\section{Conclusion and Open Problems}
\label{sec: conclude}
In this work, we proved that the Riemannian gradient descent algorithm with spectral initialization can recover a rank-$r$ matrix $\target$ of size $d_1 \times d_2$ using $O(r(\complexity)\kappa^2)$ Gaussian measurements, which is optimal among fast non-convex methods. Furthermore, its convergence rate is independent of $\kappa$, making it computationally efficient even when $\target$ is ill-conditioned. 

Convex approaches based on nuclear norm minimization need only $\Omega (r(\complexity))$ samples in the matrix sensing scenario, while our result is suboptimal by a factor of $\kappa^2$. 

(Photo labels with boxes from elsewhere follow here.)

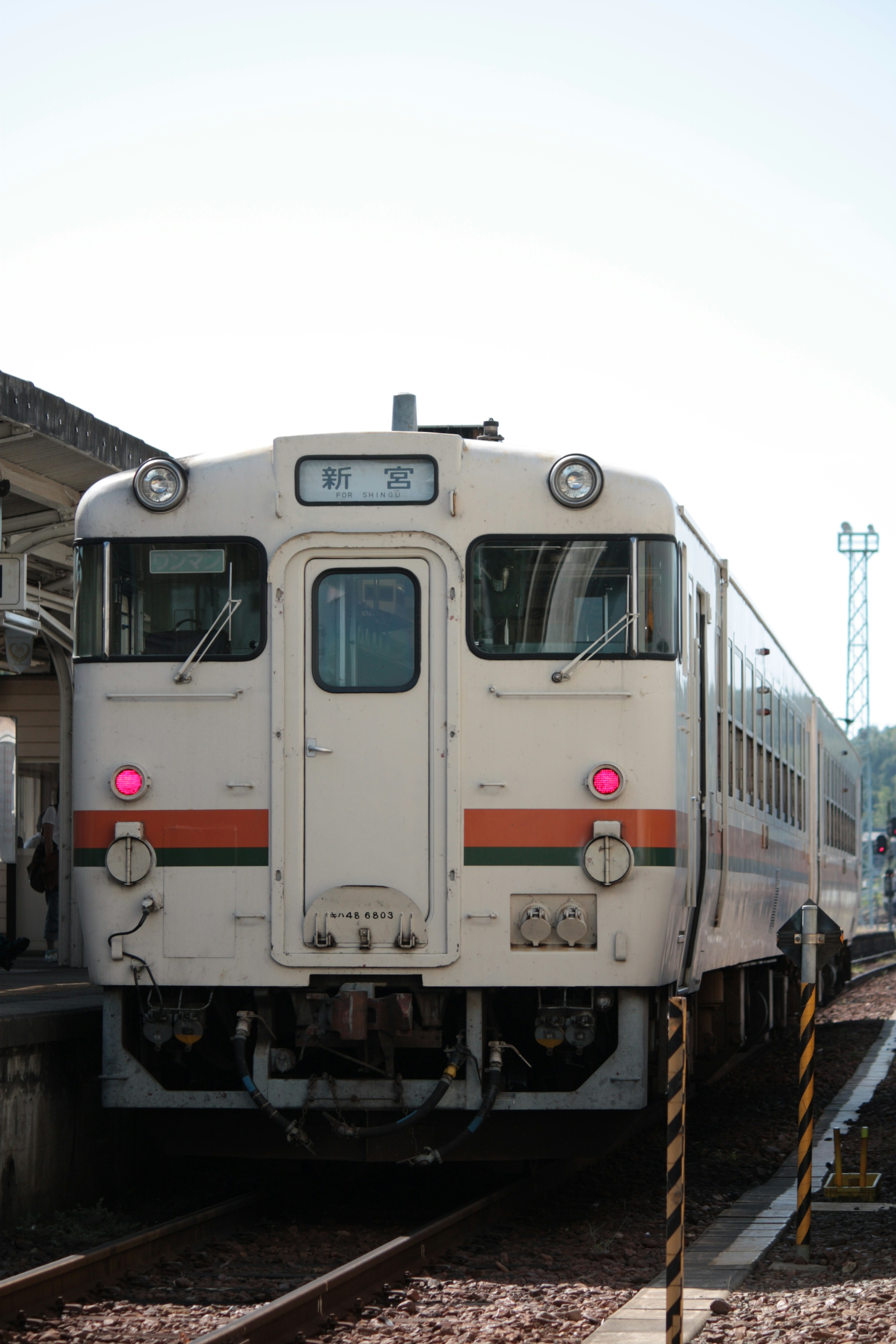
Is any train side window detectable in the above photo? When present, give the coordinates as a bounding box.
[312,568,420,693]
[75,536,267,661]
[744,663,756,808]
[74,546,103,658]
[638,539,678,656]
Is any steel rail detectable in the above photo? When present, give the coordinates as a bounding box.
[193,1162,564,1344]
[0,1192,266,1320]
[192,1099,666,1344]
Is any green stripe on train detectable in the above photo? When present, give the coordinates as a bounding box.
[74,845,267,868]
[463,845,676,868]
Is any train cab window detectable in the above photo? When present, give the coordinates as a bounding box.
[312,568,420,692]
[467,536,678,660]
[75,538,267,661]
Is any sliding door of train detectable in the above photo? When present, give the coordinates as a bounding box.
[682,579,709,984]
[305,556,431,917]
[269,532,463,973]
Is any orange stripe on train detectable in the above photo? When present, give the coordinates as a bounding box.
[463,808,676,849]
[74,808,267,849]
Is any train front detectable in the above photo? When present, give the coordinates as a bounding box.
[74,422,688,1160]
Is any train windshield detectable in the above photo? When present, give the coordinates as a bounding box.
[469,536,677,658]
[75,538,266,658]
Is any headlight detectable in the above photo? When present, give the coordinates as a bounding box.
[134,457,187,513]
[548,454,603,508]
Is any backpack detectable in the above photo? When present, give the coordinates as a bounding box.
[28,840,59,892]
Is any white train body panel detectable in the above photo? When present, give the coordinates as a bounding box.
[74,433,860,1129]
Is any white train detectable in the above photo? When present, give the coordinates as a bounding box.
[74,399,861,1160]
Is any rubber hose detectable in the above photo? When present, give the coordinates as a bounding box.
[234,1035,306,1144]
[404,1068,501,1167]
[324,1056,461,1138]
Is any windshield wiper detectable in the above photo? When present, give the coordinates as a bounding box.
[175,597,243,683]
[551,612,638,681]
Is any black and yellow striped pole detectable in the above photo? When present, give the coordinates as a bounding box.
[666,994,688,1344]
[797,904,818,1261]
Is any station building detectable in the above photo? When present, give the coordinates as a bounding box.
[0,371,158,966]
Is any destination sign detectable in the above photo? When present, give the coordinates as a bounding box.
[296,457,438,504]
[149,550,224,574]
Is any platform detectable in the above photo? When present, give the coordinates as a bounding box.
[0,954,102,1050]
[584,1013,896,1344]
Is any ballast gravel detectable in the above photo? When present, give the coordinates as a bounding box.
[1,970,896,1344]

As a local search algorithm operating on the rank-$r$ matrix manifold, our RGD method's performance naturally depends on the geometric properties at the solution point $\target$. Existing analyses of the embedded manifold's local geometry (e.g., Lemma 5 in \citep{luo2022nonconvex}) demonstrate that the curvature at $\target$ scales with the condition number $\kappa$. This relationship is further evidenced in our two lemmas in \Cref{proof: lemmas RGD}, which show $\kappa$-dependence in tangent space perturbations.
This dependence on $\kappa$ is a common feature of fast non-convex methods, as shown in \cref{table: comparison}. 
Interestingly, our experiment result suggests that $m$ might decouple from $\kappa$, opening pathways for future research into improved initialization strategies or refined geometric analyses.
% However, all previous non-convex methods require at least this quadratic dependence on $\kappa$ in sample complexity. Whether the $\kappa^2$ term in the sample complexity can be removed remains an open problem. 

Moreover, the proof relies on a decoupling technique that critically depends on the rotational invariance of Gaussian random variables, posing an interesting and challenging direction for future research to establish optimal sample complexity in other settings, such as matrix completion and quantum state tomography.